Protesters returned to the streets of Bangkok against a law prohibiting insult to Thailand's king. Some reportedly threw homemade explosives as police tried to disperse the crowd.

Thai protesters jostled with police
Protesters jostled with police as they try to march forward during a rally in BangkokImage: Sakchai Lalit/AP Photo/picture alliance

Thai security forces on Saturday arrested at least seven people after protesters clashed with police in Bangkok, injuring about 20 officers, a police spokesman said.

Hundreds of demonstrators took part in the march against laws prohibiting insult to Thailand's king

The organizers of the rally called for the crowds to disperse as protesters moved from the Democracy Monument.

Those that remained clashed with police, according to reports, including some who threw paint and homemade explosives at officers.

Protesting the lese-majeste

The recent detention of four activists sparked Saturday's protests. 

Authorities remanded the four in custody on charges of insulting the monarchy during last year's anti-government protests.  

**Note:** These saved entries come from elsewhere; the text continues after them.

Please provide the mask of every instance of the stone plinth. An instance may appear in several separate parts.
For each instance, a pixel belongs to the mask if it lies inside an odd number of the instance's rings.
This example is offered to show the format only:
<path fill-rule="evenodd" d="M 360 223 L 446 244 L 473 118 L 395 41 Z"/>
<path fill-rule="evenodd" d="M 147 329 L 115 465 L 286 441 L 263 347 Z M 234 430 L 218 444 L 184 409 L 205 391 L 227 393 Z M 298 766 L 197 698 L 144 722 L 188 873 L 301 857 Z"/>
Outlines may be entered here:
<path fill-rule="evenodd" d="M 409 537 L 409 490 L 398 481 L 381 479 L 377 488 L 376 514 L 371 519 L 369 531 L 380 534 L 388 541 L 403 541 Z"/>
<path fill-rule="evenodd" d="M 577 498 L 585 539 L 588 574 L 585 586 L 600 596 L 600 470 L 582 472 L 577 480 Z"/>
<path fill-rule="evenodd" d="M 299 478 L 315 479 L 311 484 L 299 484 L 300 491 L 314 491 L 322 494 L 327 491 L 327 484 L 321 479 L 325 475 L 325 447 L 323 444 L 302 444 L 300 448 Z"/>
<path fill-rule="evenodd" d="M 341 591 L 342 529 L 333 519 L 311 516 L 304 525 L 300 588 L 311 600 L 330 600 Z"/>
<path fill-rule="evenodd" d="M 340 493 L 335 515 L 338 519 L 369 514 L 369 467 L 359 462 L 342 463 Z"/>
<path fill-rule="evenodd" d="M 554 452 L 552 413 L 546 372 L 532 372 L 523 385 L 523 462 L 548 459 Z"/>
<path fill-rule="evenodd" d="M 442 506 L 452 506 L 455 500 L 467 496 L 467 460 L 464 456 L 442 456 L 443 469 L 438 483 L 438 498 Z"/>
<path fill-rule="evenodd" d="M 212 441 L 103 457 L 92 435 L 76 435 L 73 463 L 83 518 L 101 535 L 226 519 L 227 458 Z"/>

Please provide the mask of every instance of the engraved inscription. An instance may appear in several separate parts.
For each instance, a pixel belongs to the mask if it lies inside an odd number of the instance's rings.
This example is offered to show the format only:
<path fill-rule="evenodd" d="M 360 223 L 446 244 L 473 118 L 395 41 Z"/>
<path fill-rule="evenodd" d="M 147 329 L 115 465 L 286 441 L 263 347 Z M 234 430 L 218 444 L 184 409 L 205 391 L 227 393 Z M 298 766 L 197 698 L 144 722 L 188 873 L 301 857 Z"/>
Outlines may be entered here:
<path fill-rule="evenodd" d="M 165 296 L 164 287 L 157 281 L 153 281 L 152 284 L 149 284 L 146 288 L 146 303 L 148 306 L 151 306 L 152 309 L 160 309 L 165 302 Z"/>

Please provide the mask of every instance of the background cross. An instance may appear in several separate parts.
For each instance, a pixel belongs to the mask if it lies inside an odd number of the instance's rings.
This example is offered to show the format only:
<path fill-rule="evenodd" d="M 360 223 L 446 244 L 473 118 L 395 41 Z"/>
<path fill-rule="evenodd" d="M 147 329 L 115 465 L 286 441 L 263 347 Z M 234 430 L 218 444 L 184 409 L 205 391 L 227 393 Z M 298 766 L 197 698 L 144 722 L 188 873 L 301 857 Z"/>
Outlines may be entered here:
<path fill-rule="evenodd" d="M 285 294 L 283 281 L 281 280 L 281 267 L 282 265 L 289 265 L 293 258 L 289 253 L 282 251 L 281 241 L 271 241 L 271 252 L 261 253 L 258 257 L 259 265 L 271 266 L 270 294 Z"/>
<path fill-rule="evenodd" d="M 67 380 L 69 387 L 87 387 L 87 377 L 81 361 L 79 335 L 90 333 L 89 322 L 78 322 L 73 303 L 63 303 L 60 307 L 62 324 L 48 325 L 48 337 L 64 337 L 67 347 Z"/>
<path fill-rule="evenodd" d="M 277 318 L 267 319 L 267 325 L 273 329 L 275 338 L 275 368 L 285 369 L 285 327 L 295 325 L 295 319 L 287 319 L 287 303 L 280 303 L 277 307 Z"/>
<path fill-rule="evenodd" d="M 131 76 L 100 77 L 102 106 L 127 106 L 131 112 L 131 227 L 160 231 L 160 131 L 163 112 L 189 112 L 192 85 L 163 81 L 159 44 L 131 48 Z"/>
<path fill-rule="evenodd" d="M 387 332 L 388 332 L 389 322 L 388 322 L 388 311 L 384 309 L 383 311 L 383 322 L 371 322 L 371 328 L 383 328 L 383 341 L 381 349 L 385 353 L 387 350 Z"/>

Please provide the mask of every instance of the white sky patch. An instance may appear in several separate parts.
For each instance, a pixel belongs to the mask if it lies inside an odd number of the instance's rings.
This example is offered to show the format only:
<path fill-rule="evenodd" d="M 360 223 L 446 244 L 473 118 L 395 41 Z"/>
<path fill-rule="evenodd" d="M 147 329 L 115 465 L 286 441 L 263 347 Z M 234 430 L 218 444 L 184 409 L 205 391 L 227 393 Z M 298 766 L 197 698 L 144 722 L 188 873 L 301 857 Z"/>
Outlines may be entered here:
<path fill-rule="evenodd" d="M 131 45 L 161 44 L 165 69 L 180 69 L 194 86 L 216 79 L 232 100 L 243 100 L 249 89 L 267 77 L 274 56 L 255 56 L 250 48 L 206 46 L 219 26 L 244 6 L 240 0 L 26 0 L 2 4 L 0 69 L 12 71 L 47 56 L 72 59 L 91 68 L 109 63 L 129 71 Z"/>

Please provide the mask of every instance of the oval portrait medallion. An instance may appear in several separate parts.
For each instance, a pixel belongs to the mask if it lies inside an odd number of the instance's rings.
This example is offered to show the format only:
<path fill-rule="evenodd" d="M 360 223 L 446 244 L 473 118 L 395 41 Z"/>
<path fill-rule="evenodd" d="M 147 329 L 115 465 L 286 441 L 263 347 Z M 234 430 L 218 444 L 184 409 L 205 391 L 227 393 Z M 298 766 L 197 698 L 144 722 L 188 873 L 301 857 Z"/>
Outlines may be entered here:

Those suspected of insulting the monarchy are subject to up to 15 years in prison under Thailand's lese-majeste law.

Protesters sitting on the ground as photos of the detained activists are hung on the wall in Bangkok.
The activists, who previously called for the Thai government's resignation, organized Saturday's rallyImage: AP Photo/picture alliance

Activists believe that the government has used the law for decades to crack down on political opposition.

Led by former military junta leader Prayuth Chan-ocha, the Thai government denies the protester's accusations. 

Since November, Thailand has charged more than 58 people with lese-majeste, according to rights group Thai Lawyers for Human Rights

Thailand is a constitutional monarchy, where the king has a special status as the protector of the Buddhist religion.

Led by students

Thailand's student-led pro-democracy movement began last year, calling for the government's resignation and reforms to the monarchy. 

Protesters have openly criticized King Maha Vajiralongkorn, breaking with longstanding taboos. 

Activists argue that the king has acquired too much power since he took the throne in 2016, following his father's death. 

The surge of COVID-19 cases in Thailand slowed down the student movement. 

The Royal Palace has not commented on the protests, but authorities consider criticism of the king unlawful.